Ich gehe schwer davon aus, wäre ich als Teenie, nachdem ich mit Rhodan sozialisiert war mit einem PKD-Roman konfrontiert
worden, hätte ich vermutlich auch nur dumm aus der Wäsche gekuckt. Weil ich eine völlig andere Erwartungshaltung an
SF gehabt hätte. Manche Leser haben eine sehr enge Vorstellung davon was gute SF ist und was nicht.

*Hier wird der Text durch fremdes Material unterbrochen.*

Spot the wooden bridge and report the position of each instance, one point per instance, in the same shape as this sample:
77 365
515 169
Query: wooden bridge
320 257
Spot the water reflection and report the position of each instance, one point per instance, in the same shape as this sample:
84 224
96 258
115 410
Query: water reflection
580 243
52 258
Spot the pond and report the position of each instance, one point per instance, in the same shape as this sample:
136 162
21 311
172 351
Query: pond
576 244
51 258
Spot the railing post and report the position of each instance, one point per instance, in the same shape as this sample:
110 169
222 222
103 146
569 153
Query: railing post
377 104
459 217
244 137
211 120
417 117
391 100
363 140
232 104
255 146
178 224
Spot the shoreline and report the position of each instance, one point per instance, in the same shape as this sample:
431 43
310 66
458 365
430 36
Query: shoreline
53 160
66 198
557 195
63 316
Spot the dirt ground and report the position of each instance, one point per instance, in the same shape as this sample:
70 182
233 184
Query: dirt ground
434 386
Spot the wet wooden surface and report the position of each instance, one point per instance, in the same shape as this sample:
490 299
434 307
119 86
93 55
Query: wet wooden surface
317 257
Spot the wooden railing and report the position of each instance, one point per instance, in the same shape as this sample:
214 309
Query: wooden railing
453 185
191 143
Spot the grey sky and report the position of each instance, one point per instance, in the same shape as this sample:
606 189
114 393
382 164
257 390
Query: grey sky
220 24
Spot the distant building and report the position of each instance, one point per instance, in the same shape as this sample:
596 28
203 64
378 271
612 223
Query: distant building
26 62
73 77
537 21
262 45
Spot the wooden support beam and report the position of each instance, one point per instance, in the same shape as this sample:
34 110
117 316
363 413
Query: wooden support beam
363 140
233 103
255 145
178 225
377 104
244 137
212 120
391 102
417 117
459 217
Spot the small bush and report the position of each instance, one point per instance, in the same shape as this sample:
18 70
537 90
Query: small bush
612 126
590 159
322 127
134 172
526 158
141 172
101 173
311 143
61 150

Ist doch ok, auch wenn ich persönlich froh bin das es bei mir nicht so ist und sowohl an PR ( jedenfalls manchmal noch ) als auch an
Dick oder anderen ganz unterschiedlich schreibenden Autoren gefallen finden kann. Mittlerweile könnte ich mir als vielleser gar
nicht mehr vorstellen in einem subgenre zu verweilen. Das würde vermutlich dazu führen das ich mir längere auszeiten zwischen
der lektüre nehmen würde.
Das liebe ich ja auch hauptsächlich an der SF. Man kann nie sagen was einen erwartet wenn man sich durch die subgenres arbeitet.
Die Bandbreite ist so unglaublich vielschichtig. Einfach klasse.